8.12       Contudo, referem ainda os Requerentes que conforme já se pronunciou o Tribunal de Justiça da União Europeia no Acórdão de 11 de Outubro de 2007, Hollman (G443/06, EU: C.2007:600), o facto do artigo 43°, n.º 2 do CIRS prever que só as mais valias realizadas por residentes são consideradas em 50% do seu valor para efeitos de determinação do imposto, constitui uma restrição aos movimentos de capitais proibida pelo artigo 63°do TFUE;

8.13       E considerou o TJUE, no Acórdão Hollmann e no Acórdão Gielen, bem como o Supremo Tribunal Administrativo e o CAAD, que é discriminatório e proibido, limitar a incidência do imposto a 50% das mais-valias realizadas apenas para residentes em Portugal e excluir dessa limitação as mais-valias realizadas por um residente noutro Estado Membro ou países terceiros, violando assim a liberdade de circulação de capitais, prevista no artigo 63° do TFUE;

8.14       Consideram assim os Requerentes que deve o acto de liquidação in casu, ser anulado, uma vez que a aplicação do artigo 43° nº 2 do CIRS é contrário ao direito comunitário, conforme consagrado no artigo 63.º do TFUE, o qual tem de prevalecer sobre o preceito nacional com ele desconforme;

8.15       Concluindo que a liquidação impugnada, na parte que considera como base de tributação das mais-valias realizadas pelos Requerentes mais de 50% do seu valor, carece de fundamento legal, o que determina a ilegalidade da liquidação ora impugnada, e como procedente o pedido de pronúncia arbitral.

9.            Na sua Resposta, a Autoridade Requerida informou que, por despacho de 24/06/2021 da Senhora Subdiretora-Geral para a área da Gestão Tributária, a liquidação objecto do pedido foi revogada, entendendo a Autoridade Requerida que se afigura existir inutilidade superveniente da lide, com as devidas consequências legais.

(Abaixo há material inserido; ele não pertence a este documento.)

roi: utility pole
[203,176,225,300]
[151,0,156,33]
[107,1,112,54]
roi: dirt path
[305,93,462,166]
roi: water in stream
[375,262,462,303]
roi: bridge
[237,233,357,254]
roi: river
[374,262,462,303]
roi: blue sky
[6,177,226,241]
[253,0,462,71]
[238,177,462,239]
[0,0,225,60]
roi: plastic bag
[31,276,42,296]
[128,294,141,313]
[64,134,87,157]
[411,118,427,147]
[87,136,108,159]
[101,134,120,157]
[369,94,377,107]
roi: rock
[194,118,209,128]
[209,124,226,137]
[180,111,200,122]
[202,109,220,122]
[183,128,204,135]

10.          Os Requerentes em 27 de Julho de 2021, notificados da Resposta da Autoridade Requerida, declararam que, tendo em conta que Administração Tributária procedeu à revogação do acto e se pronunciou favoravelmente aos juros indemnizatórios, aceitam a revogação do acto.

 

II-           SANEADOR

11.          O Tribunal Arbitral é materialmente competente e encontra-se regularmente constituído, nos termos dos artigos 2.º, n.º 1, alínea a), 5.º e 6.º, n.º 1, do RJAT.

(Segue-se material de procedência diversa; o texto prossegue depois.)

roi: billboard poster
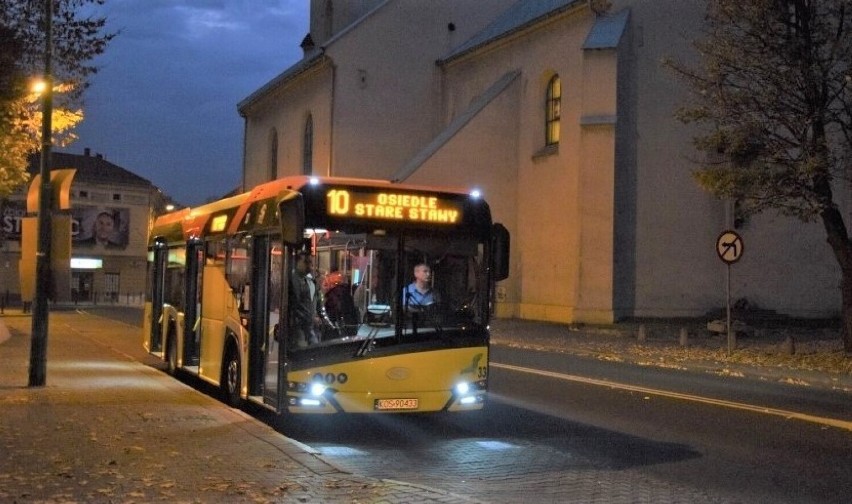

12.          As Partes têm personalidade e capacidade judiciárias, são legítimas e estão legalmente representadas, nos termos dos artigos 4.º e 10.º do RJAT e artigo 1.º da Portaria n.º 112-A/2011, de 22 de Março.

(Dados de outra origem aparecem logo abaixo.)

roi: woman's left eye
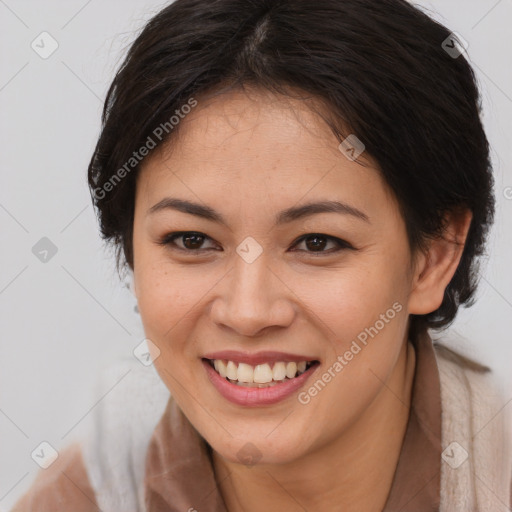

13.          Não se verificam nulidades e questões prévias que atinjam todo o processo, pelo que cumpre decidir.

 

 

III-          MATÉRIA DE FACTO

14.          Factos dados como provados:

14.1       Os Requerentes no ano de 2019, alienaram onerosamente um imóvel situado em Portugal tendo auferido rendimentos provenientes de mais-valias, rendimentos esses declarados no anexo G da Declaração de Rendimentos Modelo 3 de IRS do ano de 2019 (conforme documento n.º 1 junto com o Pedido de Pronúncia Arbitral);

14.2       Posteriormente, foram os Requerentes notificados da demonstração de liquidação de IRS nº 2020..., no montante de € 10.720,50 (dez mil setecentos e vinte euros e cinquenta cêntimos) (conforme demonstração de liquidação de IRS junta com o Pedido de Pronúncia Arbitral);

14.3       Os Requerentes procederam ao pagamento voluntário da totalidade do valor apurado pela Autoridade Requerida (conforme documento n.º 2 junto com o Pedido de Pronúncia Arbitral);

14.4       Em 01 de Outubro de 2020 os Requerentes apresentaram Reclamação Graciosa peticionando a anulação do acto tributário em causa e a restituição aos Requerentes do valor de imposto pago em excesso, acrescido de juros indemnizatórios (conforme documento n.º 3 junto com o Pedido de Pronúncia Arbitral);

14.5       Os Requerentes não lograram obter a procedência do pedido, tendo a Autoridade Tributária concluído pela manutenção da liquidação indeferindo o pedido (conforme documento n.º 4 junto com o Pedido de Pronúncia Arbitral);

14.6       Em 22 de Fevereiro de 2021, os Requerentes requereram a constituição do Tribunal Arbitral Singular requerendo a anulação do acto de liquidação de IRS nº 2020..., referente ao ano de 2019, no montante de € 10.720,50 (dez mil setecentos e vinte euros e cinquenta cêntimos) e a consequente restituição aos Requerentes do valor de imposto pago em excesso acrescido dos respectivos juros indemnizatórios;

14.7       Na sua Resposta, a Autoridade Requerida informou que, por despacho de 24/06/2021 da Senhora Subdiretora-Geral para a área da Gestão Tributária, a liquidação objecto do pedido foi revogada, entendendo a Autoridade Requerida que se afigura existir inutilidade superveniente da lide, com as devidas consequências legais.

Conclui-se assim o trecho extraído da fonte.